Zwischen Juni und August 2020 antworteten 1429 Menschen auf die schriftlichen Fragen; rund 40 Prozent davon waren Deutsche mit Migrationshintergrund oder Ausländer und Ausländerinnen. Von denjenigen, die angaben, im Jahr 2019 Opfer einer (Straf-)Tat geworden zu sein, führte mehr als jede vierte Person die Vorfälle auf Vorurteile zurück: wegen der Herkunft, des Geschlechts, der Hautfarbe, der ethnischen Zugehörigkeit, der sexuellen Orientierung, einer Behinderung.
Außer auf die unmittelbar Betroffenen, so ein zentrales Ergebnis der Studie, wirken sich die Taten auch auf Menschen aus dem gleichen Milieu, dem gleichen sozialen Umfeld, mit gleichen Merkmalen aus: Auch sie meiden dann bestimmte Orte, an denen es Anfeindungen und Angriffe gegeben hat; häufig sind das öffentliche Verkehrsmittel. Auch sie gehen abends und nachts nicht mehr aus dem Haus, ziehen sich generell zurück. Dieser "Botschaftscharakter der Taten" beeinflusse eine Stadtgesellschaft, warnt Miriam Heigl.
Ein weiteres auffälliges Ergebnis der Studie ist auch, wie selten nach solchen Vorfällen die Polizei zu Hilfe gerufen worden ist und wie wenig Strafanzeigen anschließend gestellt wurden - in jeweils weniger als zehn Prozent der Fälle. Bei einer vergleichbaren Studie in Niedersachsen hatte immerhin jede vierte betroffene Person angegeben, den oder die Täter angezeigt zu haben; das ist auch in München die Quote, wenn es nicht um Vorurteilskriminalität geht, sondern um gewöhnliche Delikte. Auf Nachfrage erklärten die Studien-Teilnehmer häufig, dass die Polizei den Fall sowieso nicht aufklären könne; viele wussten auch gar nicht, dass man das Delikt überhaupt hätte anzeigen können.

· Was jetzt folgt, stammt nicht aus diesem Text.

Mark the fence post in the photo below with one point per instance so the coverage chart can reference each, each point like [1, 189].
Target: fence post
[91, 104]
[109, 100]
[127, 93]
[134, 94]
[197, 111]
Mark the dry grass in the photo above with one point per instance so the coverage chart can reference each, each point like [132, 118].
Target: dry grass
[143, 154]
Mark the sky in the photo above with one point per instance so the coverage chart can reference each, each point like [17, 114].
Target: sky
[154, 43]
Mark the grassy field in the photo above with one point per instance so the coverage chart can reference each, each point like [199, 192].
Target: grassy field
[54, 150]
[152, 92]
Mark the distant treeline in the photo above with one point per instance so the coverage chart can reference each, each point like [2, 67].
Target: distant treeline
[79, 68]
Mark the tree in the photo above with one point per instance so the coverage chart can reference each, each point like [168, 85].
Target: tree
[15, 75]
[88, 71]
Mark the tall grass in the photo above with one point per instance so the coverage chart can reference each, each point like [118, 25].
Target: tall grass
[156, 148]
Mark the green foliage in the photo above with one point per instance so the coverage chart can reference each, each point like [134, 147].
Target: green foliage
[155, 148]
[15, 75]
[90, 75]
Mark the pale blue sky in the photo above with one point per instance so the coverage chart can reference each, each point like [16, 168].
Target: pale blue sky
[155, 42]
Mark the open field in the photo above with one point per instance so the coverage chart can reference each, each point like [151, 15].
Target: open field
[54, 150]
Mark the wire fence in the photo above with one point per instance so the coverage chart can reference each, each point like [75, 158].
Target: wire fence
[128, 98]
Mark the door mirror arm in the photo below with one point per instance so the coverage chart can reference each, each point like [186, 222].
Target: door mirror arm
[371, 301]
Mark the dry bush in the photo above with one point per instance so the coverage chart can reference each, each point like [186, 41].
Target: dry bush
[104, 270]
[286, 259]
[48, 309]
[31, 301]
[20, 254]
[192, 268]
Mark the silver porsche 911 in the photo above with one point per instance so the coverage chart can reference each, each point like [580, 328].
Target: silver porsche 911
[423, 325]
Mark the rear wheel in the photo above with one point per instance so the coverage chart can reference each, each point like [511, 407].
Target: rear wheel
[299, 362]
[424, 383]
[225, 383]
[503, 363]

"Jeder kann uns mit einer angezeigten Straftat helfen", betont Polizeipräsident Hampel
"Weil viele Verfahren nach ein paar Wochen eingestellt werden, fragt man sich auch: Lohnt sich das überhaupt?", berichtete Hamado Dipama aus seiner Erfahrung im Migrationsbeirat der Stadt. Der ebenfalls zur Anhörung eingeladene Polizeipräsident Thomas Hampel warb sehr dafür: "Jeder kann uns mit einer angezeigten Straftat helfen", versicherte er, verwies aber darauf, dass die Einstellung von Verfahren Sache der Staatsanwaltschaft sei und nicht mehr der Polizei. Hampel bot indes der Stadt an, Maßnahmen und Kampagnen abzustimmen, um der Vorurteilskriminalität entgegenzuwirken.

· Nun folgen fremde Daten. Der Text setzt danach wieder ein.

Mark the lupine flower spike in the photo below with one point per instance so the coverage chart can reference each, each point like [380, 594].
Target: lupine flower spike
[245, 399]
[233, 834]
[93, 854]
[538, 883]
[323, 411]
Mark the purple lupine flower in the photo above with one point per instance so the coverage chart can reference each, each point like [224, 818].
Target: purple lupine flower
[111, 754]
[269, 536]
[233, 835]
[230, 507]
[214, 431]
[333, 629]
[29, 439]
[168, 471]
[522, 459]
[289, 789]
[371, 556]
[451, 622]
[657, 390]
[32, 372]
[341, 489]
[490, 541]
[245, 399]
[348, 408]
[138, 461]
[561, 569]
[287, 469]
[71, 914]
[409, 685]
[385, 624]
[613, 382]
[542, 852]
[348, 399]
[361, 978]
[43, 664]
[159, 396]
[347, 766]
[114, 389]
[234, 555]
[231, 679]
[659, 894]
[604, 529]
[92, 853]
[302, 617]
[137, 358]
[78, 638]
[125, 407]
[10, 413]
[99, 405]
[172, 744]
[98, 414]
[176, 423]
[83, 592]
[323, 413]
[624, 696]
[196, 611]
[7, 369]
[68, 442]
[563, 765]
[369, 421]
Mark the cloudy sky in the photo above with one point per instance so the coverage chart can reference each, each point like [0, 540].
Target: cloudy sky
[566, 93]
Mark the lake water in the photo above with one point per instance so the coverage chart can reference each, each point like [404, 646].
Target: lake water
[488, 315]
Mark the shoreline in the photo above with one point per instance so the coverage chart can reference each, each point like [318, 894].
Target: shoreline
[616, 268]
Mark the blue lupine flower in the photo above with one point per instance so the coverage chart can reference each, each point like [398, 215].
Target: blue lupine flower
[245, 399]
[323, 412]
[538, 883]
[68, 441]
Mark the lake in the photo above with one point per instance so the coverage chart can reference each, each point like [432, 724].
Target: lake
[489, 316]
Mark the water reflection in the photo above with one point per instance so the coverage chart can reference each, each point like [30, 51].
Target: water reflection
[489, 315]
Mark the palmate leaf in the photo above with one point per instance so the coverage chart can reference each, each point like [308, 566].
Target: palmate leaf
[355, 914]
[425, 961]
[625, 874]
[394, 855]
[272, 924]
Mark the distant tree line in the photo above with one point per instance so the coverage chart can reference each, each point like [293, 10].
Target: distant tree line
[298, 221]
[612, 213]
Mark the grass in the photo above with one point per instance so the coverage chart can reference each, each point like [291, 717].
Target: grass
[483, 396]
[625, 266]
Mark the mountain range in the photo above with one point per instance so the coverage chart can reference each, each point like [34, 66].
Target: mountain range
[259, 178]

Oberbürgermeister Reiter resümierte, "dass aus Gesprächen und Hearings jetzt auch eine To-do-Liste werden muss". Ihm schwebt vor, das Bewusstsein vor allem bei Jugendlichen dafür zu schärfen, was überhaupt angezeigt werden kann sowie die Anzeige oder Meldung von entsprechenden Taten zu erleichtern. "Aber auch die Zivilcourage zu stärken, ist ein Thema, das wir anpacken müssen", findet Reiter. Das kam in der Studie nämlich auch zur Sprache: Viele Betroffene hätten sich gewünscht, dass Leute, die in der Nähe waren, nicht einfach weggeschaut, sondern ihnen geholfen hätten.